BlackRock Investment Institute

Asia insights

Japan – a pivotal year

The return of inflation alongside wage growth, accelerating efforts from Japan Inc to become more shareholder-friendly and signs of monetary policy normalization have set the stage for 2023 to be a watershed year for the country’s economy and markets. Much focus has been on the Bank of Japan. That focus is justified, given the risk of spillovers to global bond markets from the potential end of the policy capping 10-year government bond yields. 

Yet we think other changes afoot - driven by regulations and authorities’ focus on reinvigorating an economy facing steep demographic challenges – are brightening the backdrop for Japanese equities. We preferred Japan to other developed market equities and now turn more positive, going overweight due to strong earnings, share buy backs and other shareholder-friendly corporate reforms. Japan is not immune to a global slowdown. Yet we see pieces falling in place – simultaneously – that underpin our relative preference for Japanese equities on a tactical horizon of 6-12 months.

Slightly more than a decade ago, late PM Shinzo Abe launched his three arrows [1] aimed at pulling the economy out of deflation. Yet after high initial enthusiasm, global investors steadily lost faith in the project given little progress around the second and third arrows: fiscal consolidation and growth-oriented corporate reforms. That spurred persistent outflows from Japan equities. See chart below. A fraction of these foreign investor outflows into equities have returned this year but we think the meaningful shifts underway augur well for a more sustained reversal.
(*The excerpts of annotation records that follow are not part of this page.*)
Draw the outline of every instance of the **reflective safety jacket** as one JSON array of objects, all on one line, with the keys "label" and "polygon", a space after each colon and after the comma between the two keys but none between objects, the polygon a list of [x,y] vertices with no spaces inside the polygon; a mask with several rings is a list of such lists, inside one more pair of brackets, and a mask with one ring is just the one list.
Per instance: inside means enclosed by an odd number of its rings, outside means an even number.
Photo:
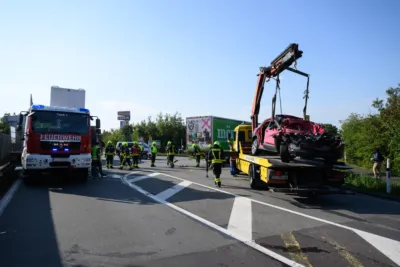
[{"label": "reflective safety jacket", "polygon": [[194,153],[196,156],[199,156],[199,155],[200,155],[200,146],[199,146],[199,145],[194,145],[194,146],[193,146],[193,153]]},{"label": "reflective safety jacket", "polygon": [[114,156],[114,154],[115,154],[114,146],[112,146],[112,145],[106,146],[105,154],[106,154],[106,156]]},{"label": "reflective safety jacket", "polygon": [[211,160],[211,163],[224,163],[224,151],[218,146],[213,145],[213,147],[208,151],[208,160]]},{"label": "reflective safety jacket", "polygon": [[101,155],[100,153],[101,150],[99,145],[92,146],[92,160],[99,160]]},{"label": "reflective safety jacket", "polygon": [[138,146],[133,146],[131,149],[132,155],[133,156],[139,156],[140,155],[140,147]]},{"label": "reflective safety jacket", "polygon": [[174,144],[172,144],[172,145],[169,145],[169,146],[167,146],[167,154],[168,155],[175,155],[175,145]]},{"label": "reflective safety jacket", "polygon": [[124,156],[125,158],[131,157],[131,151],[128,146],[121,147],[121,155]]}]

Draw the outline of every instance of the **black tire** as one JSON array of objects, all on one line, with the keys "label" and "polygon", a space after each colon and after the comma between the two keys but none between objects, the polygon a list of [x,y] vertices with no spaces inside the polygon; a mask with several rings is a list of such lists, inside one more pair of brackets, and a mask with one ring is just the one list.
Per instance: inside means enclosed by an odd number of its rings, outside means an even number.
[{"label": "black tire", "polygon": [[249,166],[249,185],[252,189],[259,188],[259,177],[257,177],[256,167],[254,164],[250,164]]},{"label": "black tire", "polygon": [[81,183],[86,183],[89,179],[89,169],[78,170],[78,181]]},{"label": "black tire", "polygon": [[293,160],[292,156],[289,154],[289,149],[287,145],[281,144],[279,150],[279,155],[281,156],[282,162],[290,162],[291,160]]},{"label": "black tire", "polygon": [[253,139],[253,142],[251,143],[251,154],[253,156],[258,155],[259,149],[258,149],[258,138],[255,137]]},{"label": "black tire", "polygon": [[278,153],[278,154],[280,154],[281,153],[281,140],[279,140],[279,138],[275,138],[274,139],[274,144],[275,144],[275,149],[276,149],[276,152]]},{"label": "black tire", "polygon": [[22,181],[26,186],[33,186],[36,184],[36,173],[24,170]]}]

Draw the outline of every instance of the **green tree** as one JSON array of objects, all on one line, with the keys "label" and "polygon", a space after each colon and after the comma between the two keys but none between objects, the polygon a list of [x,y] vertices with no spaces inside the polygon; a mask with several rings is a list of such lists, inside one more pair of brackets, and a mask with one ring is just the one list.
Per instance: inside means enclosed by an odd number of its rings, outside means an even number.
[{"label": "green tree", "polygon": [[400,173],[400,84],[386,90],[386,99],[375,99],[376,114],[351,114],[342,122],[340,134],[346,142],[349,163],[371,168],[374,149],[392,161],[393,173]]},{"label": "green tree", "polygon": [[323,125],[324,127],[325,127],[325,130],[328,132],[328,133],[330,133],[330,134],[333,134],[333,135],[337,135],[338,134],[338,128],[335,126],[335,125],[333,125],[333,124],[330,124],[330,123],[321,123],[321,125]]}]

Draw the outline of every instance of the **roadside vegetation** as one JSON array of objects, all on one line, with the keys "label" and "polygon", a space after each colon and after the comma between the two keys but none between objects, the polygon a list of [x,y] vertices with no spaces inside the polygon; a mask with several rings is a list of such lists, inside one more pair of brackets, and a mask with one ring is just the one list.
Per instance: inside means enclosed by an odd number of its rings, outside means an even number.
[{"label": "roadside vegetation", "polygon": [[[386,179],[375,179],[369,175],[349,174],[345,185],[350,189],[361,189],[371,193],[386,193]],[[392,181],[391,195],[400,197],[400,182]]]},{"label": "roadside vegetation", "polygon": [[399,175],[400,84],[386,90],[385,100],[376,99],[371,104],[374,114],[353,113],[341,121],[339,133],[347,144],[347,163],[371,170],[374,149],[379,148],[385,160],[391,159],[392,175]]},{"label": "roadside vegetation", "polygon": [[179,113],[171,114],[158,114],[153,120],[148,117],[147,121],[143,120],[139,123],[125,125],[121,129],[113,129],[110,131],[103,130],[103,140],[111,141],[114,145],[118,141],[139,140],[140,137],[147,142],[147,140],[160,140],[160,152],[164,152],[164,148],[168,141],[173,140],[176,148],[179,148],[186,142],[186,127],[185,122]]}]

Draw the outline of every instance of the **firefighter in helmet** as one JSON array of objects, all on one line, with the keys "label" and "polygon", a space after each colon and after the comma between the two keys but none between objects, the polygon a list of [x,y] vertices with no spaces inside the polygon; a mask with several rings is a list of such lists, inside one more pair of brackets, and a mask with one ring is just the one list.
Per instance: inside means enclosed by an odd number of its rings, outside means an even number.
[{"label": "firefighter in helmet", "polygon": [[221,148],[221,144],[218,141],[214,142],[212,148],[208,151],[208,161],[211,161],[211,169],[215,175],[215,185],[221,187],[221,172],[222,165],[224,163],[224,151]]},{"label": "firefighter in helmet", "polygon": [[131,164],[131,151],[129,150],[128,142],[123,142],[120,150],[120,155],[122,158],[121,164],[119,166],[119,169],[122,170],[125,165],[129,166],[129,169],[132,169],[132,164]]},{"label": "firefighter in helmet", "polygon": [[132,169],[139,168],[139,157],[140,157],[141,150],[139,147],[139,143],[137,141],[133,142],[131,152],[132,152],[132,157],[133,157],[133,163],[132,163],[131,167],[132,167]]},{"label": "firefighter in helmet", "polygon": [[151,165],[150,165],[150,167],[155,167],[156,166],[155,165],[156,156],[157,156],[157,152],[158,152],[157,142],[153,142],[151,144],[150,151],[151,151]]},{"label": "firefighter in helmet", "polygon": [[107,169],[114,168],[114,156],[115,156],[115,147],[111,143],[111,141],[107,142],[106,149],[104,151],[104,154],[106,156],[106,167]]}]

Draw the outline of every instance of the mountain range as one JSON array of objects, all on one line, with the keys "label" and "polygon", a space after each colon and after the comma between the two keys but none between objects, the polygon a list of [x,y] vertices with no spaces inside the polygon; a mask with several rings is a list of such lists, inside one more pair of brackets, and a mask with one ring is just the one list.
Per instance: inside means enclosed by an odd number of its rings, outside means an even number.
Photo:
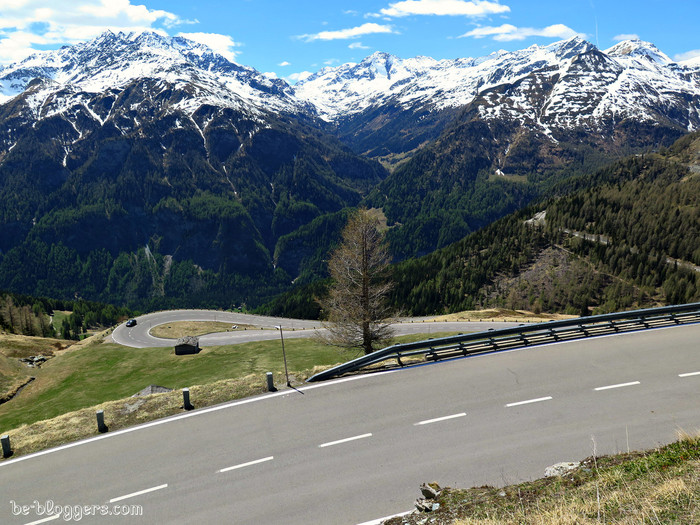
[{"label": "mountain range", "polygon": [[104,33],[0,69],[0,288],[260,302],[322,274],[348,207],[398,258],[700,128],[700,64],[573,38],[375,53],[292,86],[183,38]]}]

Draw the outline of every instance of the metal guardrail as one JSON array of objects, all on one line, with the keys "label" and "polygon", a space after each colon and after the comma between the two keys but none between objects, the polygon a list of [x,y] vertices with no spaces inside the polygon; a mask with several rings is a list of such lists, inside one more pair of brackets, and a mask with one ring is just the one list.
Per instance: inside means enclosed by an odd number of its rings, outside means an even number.
[{"label": "metal guardrail", "polygon": [[[662,306],[612,314],[593,315],[562,321],[548,321],[499,330],[460,334],[415,343],[396,344],[310,377],[309,382],[324,381],[357,372],[388,360],[406,366],[403,358],[423,355],[425,361],[466,357],[510,348],[569,341],[598,335],[631,332],[662,326],[700,322],[700,303]],[[416,363],[410,363],[416,364]]]}]

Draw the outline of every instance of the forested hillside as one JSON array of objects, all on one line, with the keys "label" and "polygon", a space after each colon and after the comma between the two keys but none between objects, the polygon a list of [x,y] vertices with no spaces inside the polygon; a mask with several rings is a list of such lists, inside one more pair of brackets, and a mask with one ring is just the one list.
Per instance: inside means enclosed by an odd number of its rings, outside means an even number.
[{"label": "forested hillside", "polygon": [[570,184],[585,189],[397,265],[395,305],[412,314],[494,305],[585,314],[700,300],[700,174],[679,162],[699,145],[696,134],[661,155],[617,162]]},{"label": "forested hillside", "polygon": [[[129,109],[136,87],[112,113],[142,118]],[[169,112],[181,94],[169,96],[140,111]],[[0,156],[0,287],[142,309],[255,304],[289,287],[293,261],[316,257],[280,239],[356,205],[385,175],[299,122],[176,115],[84,132],[63,163],[53,138],[76,138],[67,122],[26,129]]]},{"label": "forested hillside", "polygon": [[[51,323],[56,312],[62,317],[57,327]],[[78,339],[89,328],[113,326],[132,314],[111,304],[0,292],[0,330],[13,334]]]},{"label": "forested hillside", "polygon": [[[493,306],[588,315],[700,300],[699,134],[549,191],[560,196],[396,264],[393,305],[406,315]],[[317,315],[319,286],[268,311]]]}]

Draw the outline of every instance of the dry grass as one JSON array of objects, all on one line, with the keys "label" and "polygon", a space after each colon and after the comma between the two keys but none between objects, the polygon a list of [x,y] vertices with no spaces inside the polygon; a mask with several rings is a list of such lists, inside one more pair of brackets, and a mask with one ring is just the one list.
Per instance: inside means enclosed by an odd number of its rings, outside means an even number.
[{"label": "dry grass", "polygon": [[507,310],[505,308],[493,308],[491,310],[467,310],[454,314],[447,314],[435,317],[438,322],[457,321],[510,321],[514,323],[528,323],[558,319],[573,319],[575,315],[564,314],[535,314],[526,310]]},{"label": "dry grass", "polygon": [[[314,367],[311,370],[292,373],[290,381],[292,385],[299,385],[325,368]],[[285,382],[284,374],[275,374],[275,385],[281,388]],[[190,402],[197,409],[256,396],[266,392],[266,384],[265,375],[251,374],[239,379],[224,379],[208,385],[193,386],[189,389]],[[98,435],[95,416],[97,410],[104,411],[108,430],[115,431],[183,413],[182,391],[173,390],[162,394],[108,401],[3,432],[10,436],[12,457]]]},{"label": "dry grass", "polygon": [[[221,321],[178,321],[175,323],[161,324],[151,328],[153,337],[162,339],[179,339],[186,335],[200,336],[219,332],[234,331],[231,323]],[[238,330],[253,328],[251,325],[237,325]]]},{"label": "dry grass", "polygon": [[444,489],[440,509],[389,524],[588,525],[700,523],[700,438],[647,452],[588,458],[563,477],[504,488]]}]

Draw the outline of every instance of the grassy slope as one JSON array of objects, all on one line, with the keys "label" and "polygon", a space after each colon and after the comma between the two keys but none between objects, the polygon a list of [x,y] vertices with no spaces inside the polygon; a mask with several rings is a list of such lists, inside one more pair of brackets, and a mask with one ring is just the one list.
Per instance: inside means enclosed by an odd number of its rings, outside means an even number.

We highlight two concurrent developments: an unusually aggressive set of edicts issued by the Tokyo Stock Exchange to spur more shareholder-friendly corporate behavior and a revamp of the country’s savings architecture aimed at guiding domestic savings into real assets, like equities. These changes happening simultaneously is no coincidence. We think it reflects authorities’ coordinated efforts to reinvigorate domestic equities. In our view, this is partly to make them appealing to domestic investors who historically have looked offshore amid lackluster returns at home but also to signal a more shareholder-friendly backdrop to foreign investors.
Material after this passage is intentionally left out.